(602d) Molecular Modeling Aided Inhibitor Design to Target Human Cathepsin L Has Shown Promise In Finding Therapeutics to Block Sars and Ebola Infection

A thiocarbazate compound was initially identified as a potent cathepsin L (EC 3.4.22.15) inhibitor via an HTS effort at Penn Centre for Molecular Discovery. Molecular docking technique was employed to explore the interaction between the inhibitor and the enzyme and identified particular moieties responsible for binding affinity.

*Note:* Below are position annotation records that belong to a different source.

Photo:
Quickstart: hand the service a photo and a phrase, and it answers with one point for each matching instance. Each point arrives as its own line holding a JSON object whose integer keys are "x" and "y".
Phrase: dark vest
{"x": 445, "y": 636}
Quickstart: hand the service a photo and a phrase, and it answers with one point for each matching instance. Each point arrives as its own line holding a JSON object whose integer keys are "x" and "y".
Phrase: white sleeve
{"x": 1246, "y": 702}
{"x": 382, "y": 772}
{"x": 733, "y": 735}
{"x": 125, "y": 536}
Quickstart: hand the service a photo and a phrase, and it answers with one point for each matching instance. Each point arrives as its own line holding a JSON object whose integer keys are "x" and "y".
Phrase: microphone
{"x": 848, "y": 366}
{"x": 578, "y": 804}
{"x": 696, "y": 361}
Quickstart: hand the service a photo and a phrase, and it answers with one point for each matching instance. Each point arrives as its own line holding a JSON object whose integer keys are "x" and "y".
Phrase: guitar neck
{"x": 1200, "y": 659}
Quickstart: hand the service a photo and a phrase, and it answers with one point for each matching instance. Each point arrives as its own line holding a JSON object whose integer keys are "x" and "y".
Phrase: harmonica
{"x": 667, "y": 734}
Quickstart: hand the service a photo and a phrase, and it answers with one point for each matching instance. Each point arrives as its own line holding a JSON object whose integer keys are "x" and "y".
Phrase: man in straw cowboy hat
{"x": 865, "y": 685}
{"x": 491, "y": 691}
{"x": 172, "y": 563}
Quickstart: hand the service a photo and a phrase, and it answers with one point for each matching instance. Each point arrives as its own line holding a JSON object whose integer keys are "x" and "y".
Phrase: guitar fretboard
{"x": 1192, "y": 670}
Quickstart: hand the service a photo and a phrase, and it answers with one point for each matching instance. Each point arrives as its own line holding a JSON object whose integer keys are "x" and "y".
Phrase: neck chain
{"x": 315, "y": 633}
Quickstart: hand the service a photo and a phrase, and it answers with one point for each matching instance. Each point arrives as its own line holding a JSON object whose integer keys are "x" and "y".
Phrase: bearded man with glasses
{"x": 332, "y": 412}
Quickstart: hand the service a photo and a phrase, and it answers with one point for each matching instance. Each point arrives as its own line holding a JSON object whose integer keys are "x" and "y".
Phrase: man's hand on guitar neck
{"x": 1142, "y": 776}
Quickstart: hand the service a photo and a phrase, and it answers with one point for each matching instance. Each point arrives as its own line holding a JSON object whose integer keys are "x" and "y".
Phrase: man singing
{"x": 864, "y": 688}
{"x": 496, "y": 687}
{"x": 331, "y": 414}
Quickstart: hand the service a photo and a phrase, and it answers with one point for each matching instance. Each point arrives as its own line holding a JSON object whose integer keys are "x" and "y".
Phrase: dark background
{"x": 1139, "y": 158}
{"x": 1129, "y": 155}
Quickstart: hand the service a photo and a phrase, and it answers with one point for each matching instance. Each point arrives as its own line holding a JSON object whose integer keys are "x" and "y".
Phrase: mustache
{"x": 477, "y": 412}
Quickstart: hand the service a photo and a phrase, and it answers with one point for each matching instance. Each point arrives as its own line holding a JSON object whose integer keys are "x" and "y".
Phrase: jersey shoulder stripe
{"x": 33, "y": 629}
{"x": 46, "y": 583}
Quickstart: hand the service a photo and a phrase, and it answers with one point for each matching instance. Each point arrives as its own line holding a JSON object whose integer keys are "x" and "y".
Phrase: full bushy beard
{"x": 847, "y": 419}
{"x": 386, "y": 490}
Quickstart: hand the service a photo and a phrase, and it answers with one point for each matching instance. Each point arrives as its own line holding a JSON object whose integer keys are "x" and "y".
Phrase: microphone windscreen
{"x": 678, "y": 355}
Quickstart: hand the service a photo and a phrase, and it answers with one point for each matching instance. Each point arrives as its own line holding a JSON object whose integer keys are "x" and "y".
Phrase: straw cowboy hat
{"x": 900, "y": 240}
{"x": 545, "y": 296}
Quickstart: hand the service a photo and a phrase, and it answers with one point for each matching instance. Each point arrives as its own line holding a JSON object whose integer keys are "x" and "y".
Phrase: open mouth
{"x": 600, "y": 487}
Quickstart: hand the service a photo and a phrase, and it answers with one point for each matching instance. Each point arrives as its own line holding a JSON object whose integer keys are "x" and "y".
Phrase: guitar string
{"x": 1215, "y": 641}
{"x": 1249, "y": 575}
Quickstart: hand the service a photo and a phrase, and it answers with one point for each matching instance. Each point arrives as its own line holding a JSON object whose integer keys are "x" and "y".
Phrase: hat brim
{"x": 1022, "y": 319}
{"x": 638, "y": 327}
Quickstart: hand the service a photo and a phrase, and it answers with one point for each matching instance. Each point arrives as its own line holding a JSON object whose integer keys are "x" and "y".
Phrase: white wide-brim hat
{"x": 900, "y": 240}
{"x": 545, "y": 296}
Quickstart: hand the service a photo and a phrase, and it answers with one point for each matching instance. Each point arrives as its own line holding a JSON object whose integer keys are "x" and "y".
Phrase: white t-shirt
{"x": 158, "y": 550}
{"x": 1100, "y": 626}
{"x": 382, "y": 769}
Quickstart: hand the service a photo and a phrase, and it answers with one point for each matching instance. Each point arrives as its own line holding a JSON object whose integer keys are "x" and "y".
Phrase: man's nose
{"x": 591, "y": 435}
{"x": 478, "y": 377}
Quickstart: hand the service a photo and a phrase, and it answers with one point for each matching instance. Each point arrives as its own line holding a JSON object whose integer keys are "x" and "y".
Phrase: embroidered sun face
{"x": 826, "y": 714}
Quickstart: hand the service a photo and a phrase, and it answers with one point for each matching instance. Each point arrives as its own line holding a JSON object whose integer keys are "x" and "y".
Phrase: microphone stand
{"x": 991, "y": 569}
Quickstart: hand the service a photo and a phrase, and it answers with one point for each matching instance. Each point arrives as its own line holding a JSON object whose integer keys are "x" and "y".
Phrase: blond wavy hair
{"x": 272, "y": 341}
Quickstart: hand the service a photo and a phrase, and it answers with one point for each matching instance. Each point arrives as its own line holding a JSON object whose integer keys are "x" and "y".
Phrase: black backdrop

These efforts have led to the discovery of a tetrahydroquinoline oxocarbazate (PubChem CID 23631927) which was tested to be an nM inhibitor of human cathepsin L and an entry blocker of SARS coronavirus and Ebola pseudotype virus. The compound demonstrated activity in blocking both SARS-CoV (IC50 = 273±49 nM) and Ebola virus (IC50 = 193±39 nM) entry into HEK 293T cells while the thiocarbazate compound did not show efficacy in the assay. In an attempt to trace the intracellular action of the inhibitors with intracellular cathepsin L, the activity based probe DCG-04 was used to label the active site of cysteine proteases in 293T lysates. The reduction in active cathepsin L in inhibitor treated cells correlated well with the observed potency of inhibitors observed in the virus pseudotype infection assay. This experiment helped explain the observed difference in potency and further confirmed the validity of targeting cathepsin-L to find therapeutics for SARS and Ebola infection.